À peine installé à Montmartre, l’état-major versaillais commence des holocaustes aux mânes de Lecomte et de Clément Thomas. Quarante-deux hommes, trois femmes et quatre enfants, ramassés au hasard, sont conduits au numéro 6 de la rue des Rosiers, contraints de fléchir les genoux, tête nue, devant le mur au pied duquel les généraux ont été exécutés le 18 mars. Puis on les tue. Une femme qui tient son enfant dans les bras refuse de s’agenouiller, crie à ses compagnons : « Montrez à ces misérables que vous savez mourir debout. »
Les jours suivants, ces sacrifices continuèrent. Chaque fournée de prisonniers stationnait d’abord devant le mur tigré de balles. On les fusillait ensuite à deux pas de là, sur le versant de la butte qui domine la route de Saint-Denis .

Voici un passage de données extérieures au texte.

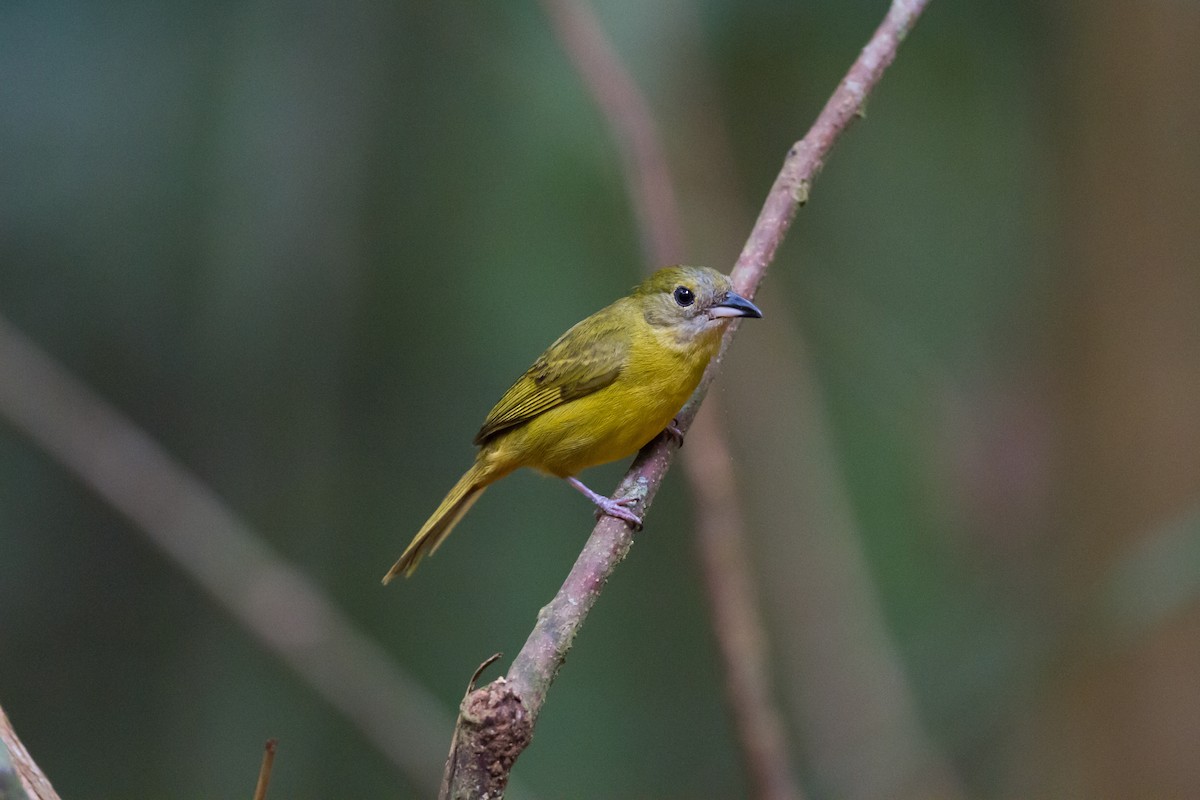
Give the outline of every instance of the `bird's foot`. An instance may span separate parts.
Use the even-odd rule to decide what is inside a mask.
[[[616,517],[617,519],[628,522],[634,527],[634,530],[641,530],[642,518],[625,507],[635,503],[637,503],[637,498],[620,498],[619,500],[614,500],[613,498],[601,497],[595,501],[596,519],[604,516]]]
[[[624,519],[628,522],[634,527],[634,530],[642,529],[642,518],[625,507],[637,503],[637,498],[606,498],[605,495],[589,489],[583,485],[583,481],[577,477],[569,477],[566,479],[566,482],[578,489],[580,493],[582,493],[588,500],[592,500],[592,504],[596,507],[596,519],[601,516],[616,517],[617,519]]]
[[[676,443],[677,447],[683,447],[683,431],[679,429],[679,420],[667,422],[667,427],[662,428],[662,435]]]

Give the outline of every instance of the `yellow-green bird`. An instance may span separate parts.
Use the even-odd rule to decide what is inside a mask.
[[[637,452],[695,391],[731,319],[762,317],[730,279],[704,266],[666,266],[563,333],[517,379],[475,434],[474,465],[450,489],[395,566],[412,575],[491,483],[518,467],[566,481],[606,515],[641,527],[625,505],[596,494],[581,470]]]

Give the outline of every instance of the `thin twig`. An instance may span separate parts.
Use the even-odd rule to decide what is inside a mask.
[[[8,758],[12,759],[12,768],[17,774],[17,780],[20,784],[24,796],[29,800],[59,800],[58,793],[54,787],[50,786],[49,780],[34,762],[34,757],[29,754],[25,750],[25,745],[22,744],[20,738],[17,736],[17,732],[13,730],[12,723],[8,722],[8,716],[0,709],[0,747],[8,751]],[[0,786],[0,792],[8,794],[7,787]],[[17,800],[20,795],[13,793],[12,800]]]
[[[808,200],[823,160],[892,64],[900,42],[924,11],[926,2],[928,0],[893,1],[883,23],[826,103],[817,121],[804,139],[788,151],[733,269],[733,284],[739,294],[754,296],[796,211]],[[722,342],[721,354],[709,365],[696,393],[680,411],[680,431],[691,426],[696,409],[720,368],[721,355],[736,331],[736,326],[731,325]],[[634,512],[644,515],[671,464],[674,450],[674,445],[665,437],[647,445],[613,497],[635,498]],[[563,588],[539,612],[538,622],[514,660],[506,679],[493,681],[469,698],[470,703],[487,709],[488,714],[473,721],[464,720],[469,728],[456,732],[456,735],[463,733],[466,738],[458,747],[452,796],[479,796],[486,793],[486,796],[497,798],[503,794],[511,764],[528,746],[546,692],[562,667],[571,642],[608,576],[625,558],[630,545],[632,531],[625,523],[612,517],[604,517],[596,523]],[[506,740],[506,750],[503,753],[491,750],[490,736],[497,730],[511,733],[518,720],[526,723],[524,729]],[[470,757],[464,757],[468,747],[474,752]]]
[[[640,222],[647,264],[676,264],[683,255],[683,225],[654,130],[654,115],[629,73],[620,66],[604,29],[581,0],[542,0],[575,70],[620,150],[625,188]]]
[[[581,0],[542,0],[542,6],[625,154],[626,190],[638,212],[642,241],[649,242],[649,266],[674,263],[684,234],[649,103],[590,6]],[[646,174],[656,180],[635,173],[632,164],[652,166]],[[660,185],[665,188],[659,190]],[[708,403],[715,401],[713,397]],[[751,796],[799,800],[804,795],[793,777],[784,721],[772,697],[767,634],[746,555],[746,525],[730,468],[732,457],[714,413],[710,408],[688,433],[683,461],[692,488],[697,549],[725,675],[726,706]]]
[[[254,800],[266,800],[266,787],[271,783],[271,768],[275,766],[275,751],[278,739],[268,739],[263,747],[263,765],[258,768],[258,783],[254,786]]]
[[[0,417],[74,473],[426,794],[450,716],[154,439],[0,317]]]

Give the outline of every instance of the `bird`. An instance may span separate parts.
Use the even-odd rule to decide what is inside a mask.
[[[521,467],[564,479],[604,513],[641,528],[626,505],[576,475],[631,456],[660,434],[700,384],[721,335],[761,318],[730,278],[706,266],[665,266],[563,333],[504,392],[475,434],[475,463],[458,479],[384,576],[410,576],[484,489]]]

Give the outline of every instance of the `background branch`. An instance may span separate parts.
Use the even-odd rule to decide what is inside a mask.
[[[0,800],[59,800],[0,708]]]
[[[814,178],[838,137],[860,112],[868,94],[895,59],[900,42],[916,23],[928,0],[894,0],[887,17],[870,42],[826,103],[808,134],[784,161],[758,219],[733,269],[734,288],[752,297],[775,251],[782,242],[796,211],[808,200]],[[721,354],[737,332],[731,325]],[[720,367],[721,355],[709,365],[696,393],[679,415],[679,427],[686,431]],[[635,513],[644,513],[654,499],[674,447],[665,438],[648,445],[613,497],[636,498]],[[498,679],[464,702],[467,708],[486,709],[486,714],[463,717],[456,729],[456,764],[452,786],[443,787],[443,796],[470,796],[503,793],[512,762],[528,745],[533,724],[554,675],[563,664],[571,642],[599,597],[600,589],[632,545],[632,531],[620,521],[605,517],[595,525],[583,552],[556,597],[538,614],[526,645],[514,660],[506,678]],[[514,699],[516,702],[514,702]],[[515,738],[498,733],[520,730]],[[494,742],[503,739],[503,752]]]
[[[209,487],[0,317],[0,416],[23,431],[203,587],[432,792],[450,727],[442,705]]]

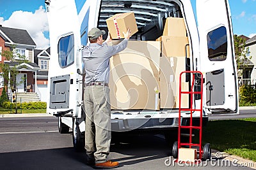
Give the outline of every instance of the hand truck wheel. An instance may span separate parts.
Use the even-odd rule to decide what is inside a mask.
[[[172,146],[172,154],[173,158],[178,158],[178,142],[175,141]]]
[[[210,147],[210,143],[206,143],[204,146],[204,153],[202,156],[203,160],[210,160],[211,152],[212,150]]]

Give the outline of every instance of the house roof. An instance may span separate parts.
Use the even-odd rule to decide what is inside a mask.
[[[36,46],[26,30],[0,26],[0,31],[14,43]]]
[[[17,65],[20,64],[18,62],[6,62],[6,64],[8,64],[10,67],[13,67]],[[31,66],[31,67],[34,68],[34,69],[38,69],[40,68],[39,66],[34,62],[28,62],[26,63],[26,64],[28,64]]]
[[[36,73],[38,76],[48,76],[48,71],[39,71]]]
[[[253,36],[252,38],[249,39],[246,41],[245,41],[245,43],[246,45],[251,44],[251,43],[256,43],[256,35]]]
[[[34,62],[38,64],[38,57],[44,58],[47,57],[49,58],[50,57],[50,47],[49,47],[46,50],[39,50],[35,49],[34,50]]]
[[[38,57],[37,57],[37,55],[42,52],[42,50],[34,50],[34,62],[38,64]]]

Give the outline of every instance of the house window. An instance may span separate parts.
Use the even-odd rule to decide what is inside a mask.
[[[25,48],[16,48],[16,58],[15,59],[25,59],[26,54],[25,54],[26,49]],[[21,57],[22,58],[20,58]]]
[[[58,45],[59,64],[61,67],[70,66],[74,61],[74,35],[69,35],[60,39]]]
[[[246,53],[246,56],[247,57],[250,57],[250,48],[247,48],[247,49],[248,49],[248,52],[247,52],[247,53]]]
[[[41,69],[47,69],[47,60],[41,60],[40,61]]]
[[[227,53],[226,28],[222,26],[209,32],[207,34],[207,45],[210,60],[225,60]]]

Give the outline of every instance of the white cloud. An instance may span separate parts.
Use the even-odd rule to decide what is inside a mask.
[[[250,35],[249,35],[249,38],[253,38],[253,36],[256,36],[256,33],[253,33],[253,34],[250,34]]]
[[[239,18],[241,18],[241,17],[244,17],[245,16],[245,11],[243,11],[243,12],[241,12],[241,13],[240,13],[240,15],[239,15]]]
[[[0,24],[4,27],[27,30],[38,49],[49,46],[49,39],[44,35],[44,32],[49,31],[48,20],[46,11],[42,6],[35,13],[14,11],[7,20],[0,17]]]

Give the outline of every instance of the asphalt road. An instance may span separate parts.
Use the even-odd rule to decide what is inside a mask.
[[[72,134],[59,134],[57,125],[55,117],[0,118],[0,169],[93,169],[73,149]],[[163,135],[120,138],[109,155],[120,163],[116,169],[252,169],[214,157],[199,165],[173,164]]]

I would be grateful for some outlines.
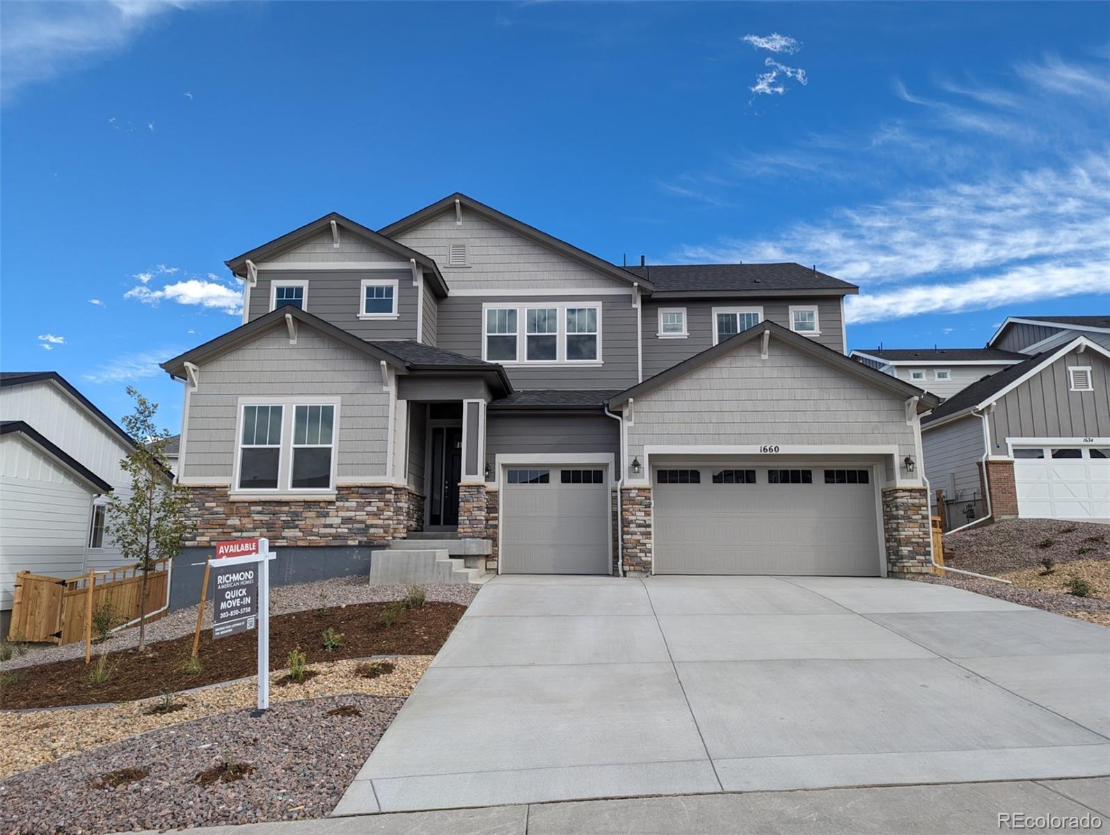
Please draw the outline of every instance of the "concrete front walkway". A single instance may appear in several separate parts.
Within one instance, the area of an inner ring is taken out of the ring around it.
[[[487,583],[334,814],[1110,774],[1110,630],[848,577]]]

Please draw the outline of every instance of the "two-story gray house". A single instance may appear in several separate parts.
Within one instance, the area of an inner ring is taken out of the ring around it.
[[[432,539],[501,573],[929,569],[938,400],[845,355],[847,282],[618,266],[463,194],[228,265],[243,324],[163,364],[195,549],[265,535],[300,576]]]

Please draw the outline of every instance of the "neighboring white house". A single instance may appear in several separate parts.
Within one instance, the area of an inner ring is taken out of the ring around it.
[[[60,374],[0,374],[0,616],[17,572],[70,577],[124,564],[104,534],[108,495],[128,495],[131,437]]]

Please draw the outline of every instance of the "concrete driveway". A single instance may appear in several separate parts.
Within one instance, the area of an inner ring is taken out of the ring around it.
[[[334,814],[1110,774],[1110,630],[850,577],[502,576]]]

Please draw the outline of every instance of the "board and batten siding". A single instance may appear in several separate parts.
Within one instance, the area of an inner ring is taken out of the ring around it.
[[[290,344],[284,323],[200,366],[200,385],[189,394],[185,483],[230,484],[235,460],[239,399],[341,398],[336,477],[382,479],[385,474],[389,392],[377,361],[301,324]]]
[[[922,431],[925,476],[934,492],[930,501],[938,490],[944,490],[946,497],[960,501],[978,495],[982,490],[979,483],[982,453],[982,419],[976,415]]]
[[[88,570],[95,492],[12,433],[0,437],[0,611],[8,611],[19,572],[68,579]]]
[[[626,465],[644,447],[895,446],[917,457],[906,401],[771,339],[760,340],[636,398]],[[889,469],[889,467],[888,467]],[[894,473],[888,472],[887,477]]]
[[[463,223],[455,210],[431,218],[394,240],[435,259],[452,291],[534,290],[537,288],[623,286],[584,263],[524,238],[463,207]],[[466,245],[466,266],[451,266],[448,248]],[[628,289],[629,296],[632,288]]]
[[[718,299],[716,301],[644,302],[644,379],[666,371],[694,354],[713,348],[714,308],[763,308],[764,319],[789,330],[791,306],[816,306],[819,336],[811,336],[818,344],[844,353],[844,328],[839,299]],[[686,338],[660,338],[659,308],[686,310]]]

Les Batignolles et Montmartre virent les premiers massacres en masse. Juin 48 avait eu ses fusillades sommaires d’insurgés pris sur la barricade. Mai 71 connut les carnages à la fantaisie du soldat. Le mardi, bien longtemps avant les incendies, les Versaillais fusillaient les premiers venus, au square des Batignolles, place de l’Hôtel-de-Ville, porte de Clichy. Le parc Monceau est l’abattoir principal du XVIIe. À Montmartre, le massacre se centralise sur les buttes, l’Élysée, dont chaque marche est faite de cadavres, et les boulevards extérieurs.
À deux pas de Montmartre, on ignore la catastrophe. Place Blanche, la barricade des femmes tient quelque temps contre les soldats de Clinchant. Elles se replient ensuite sur la barricade Pigalle qui tombe vers deux heures. Son chef est amené devant un commandant versaillais : « Qui es-tu ? dit-il. – Lévêque, ouvrier maçon, membre du Comité Central. – Ah ! c’est des maçons qui veulent commander maintenant ! » répond le Versaillais qui lui décharge son revolver dans la figure.